Training a Model

  1. Decide what model you want to use.

    Each model has a different set of pros and cons that define the run-time efficiency and the voice quality. It is up to you to decide what model servers your needs. Other than referring to the papers, one easy way is to test the 🐸TTS community models and see how fast and good each of the models. Or you can start a discussion on our communication channels.

  2. Understand the configuration class, its fields and values of your model.

    For instance, if you want to train a Tacotron model then see the TacotronConfig class and make sure you understand it.

  3. Go to the recipes and check the recipe of your target model.

    Recipes do not promise perfect models but they provide a good start point for Nervous Beginners. A recipe script training a GlowTTS model on LJSpeech dataset looks like below. Let’s be creative and call this script train_glowtts.py.

    # train_glowtts.py
    
    import os
    
    from TTS.tts.configs import GlowTTSConfig
    from TTS.tts.configs import BaseDatasetConfig
    from TTS.trainer import init_training, Trainer, TrainingArgs
    
    
    output_path = os.path.dirname(os.path.abspath(__file__))
    dataset_config = BaseDatasetConfig(name="ljspeech", meta_file_train="metadata.csv", path=os.path.join(output_path, "../LJSpeech-1.1/"))
    config = GlowTTSConfig(
        batch_size=32,
        eval_batch_size=16,
        num_loader_workers=4,
        num_eval_loader_workers=4,
        run_eval=True,
        test_delay_epochs=-1,
        epochs=1000,
        text_cleaner="english_cleaners",
        use_phonemes=False,
        phoneme_language="en-us",
        phoneme_cache_path=os.path.join(output_path, "phoneme_cache"),
        print_step=25,
        print_eval=True,
        mixed_precision=False,
        output_path=output_path,
        datasets=[dataset_config]
    )
    args, config, output_path, _, c_logger, tb_logger = init_training(TrainingArgs(), config)
    trainer = Trainer(args, config, output_path, c_logger, tb_logger)
    trainer.fit()
    

    You need to change fields of the BaseDatasetConfig to match your own dataset and then update GlowTTSConfig fields as you need.

  4. Run the training.

    You need to run the training script.

    $ CUDA_VISIBLE_DEVICES="0" python train_glowtts.py
    

    Notice that you set the GPU you want to use on your system by setting CUDA_VISIBLE_DEVICES environment variable. To see available GPUs on your system, you can use nvidia-smi command on the terminal.
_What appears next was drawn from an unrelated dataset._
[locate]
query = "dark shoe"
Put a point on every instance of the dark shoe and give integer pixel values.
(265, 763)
    If you like to run a multi-gpu training using DDP back-end,

    $ CUDA_VISIBLE_DEVICES="0, 1, 2" python TTS/bin/distribute.py --script <path_to_your_script>/train_glowtts.py
    

    The example above runs a multi-gpu training using GPUs 0, 1, 2.

    The beginning of a training run looks like below.

    > Experiment folder: /your/output_path/-Juni-23-2021_02+52-78899209
    > Using CUDA:  True
    > Number of GPUs:  1
    > Setting up Audio Processor...
    | > sample_rate:22050
    | > resample:False
    | > num_mels:80
    | > min_level_db:-100
    | > frame_shift_ms:None
    | > frame_length_ms:None
    | > ref_level_db:20
    | > fft_size:1024
    | > power:1.5
    | > preemphasis:0.0
    | > griffin_lim_iters:60
    | > signal_norm:True
    | > symmetric_norm:True
    | > mel_fmin:0
    | > mel_fmax:None
    | > spec_gain:20.0
    | > stft_pad_mode:reflect
    | > max_norm:4.0
    | > clip_norm:True
    | > do_trim_silence:True
    | > trim_db:45
    | > do_sound_norm:False
    | > stats_path:None
    | > base:10
    | > hop_length:256
    | > win_length:1024
    | > Found 13100 files in /your/dataset/path/ljspeech/LJSpeech-1.1
    > Using model: glow_tts
    
    > Model has 28356129 parameters
    
    > EPOCH: 0/1000
    
    > DataLoader initialization
    | > Use phonemes: False
    | > Number of instances : 12969
    | > Max length sequence: 187
    | > Min length sequence: 5
    | > Avg length sequence: 98.3403500655409
    | > Num. instances discarded by max-min (max=500, min=3) seq limits: 0
    | > Batch group size: 0.
    
    > TRAINING (2021-06-23 14:52:54)
    
    --> STEP: 0/405 -- GLOBAL_STEP: 0
        | > loss: 2.34670
        | > log_mle: 1.61872
        | > loss_dur: 0.72798
        | > align_error: 0.52744
        | > current_lr: 2.5e-07
        | > grad_norm: 5.036039352416992
        | > step_time: 5.8815
        | > loader_time: 0.0065
    ...
    
  5. Run the Tensorboard.

    $ tensorboard --logdir=<path to your training directory>
    
  6. Check the logs and the Tensorboard and monitor the training.

    On the terminal and Tensorboard, you can monitor the losses and their changes over time. Also Tensorboard provides certain figures and sample outputs.

    Note that different models have different metrics, visuals and outputs to be displayed.

    You should also check the FAQ page for common problems and solutions that occur in a training.

  7. Use your best model for inference.

    Use tts or tts-server commands for testing your models.

    $ tts --text "Text for TTS" \
          --model_path path/to/checkpoint_x.pth.tar \
          --config_path path/to/config.json \
          --out_path folder/to/save/output.wav
    
  8. Return to the step 1 and reiterate for training a vocoder model.

    In the example above, we trained a GlowTTS model, but the same workflow applies to all the other 🐸TTS models.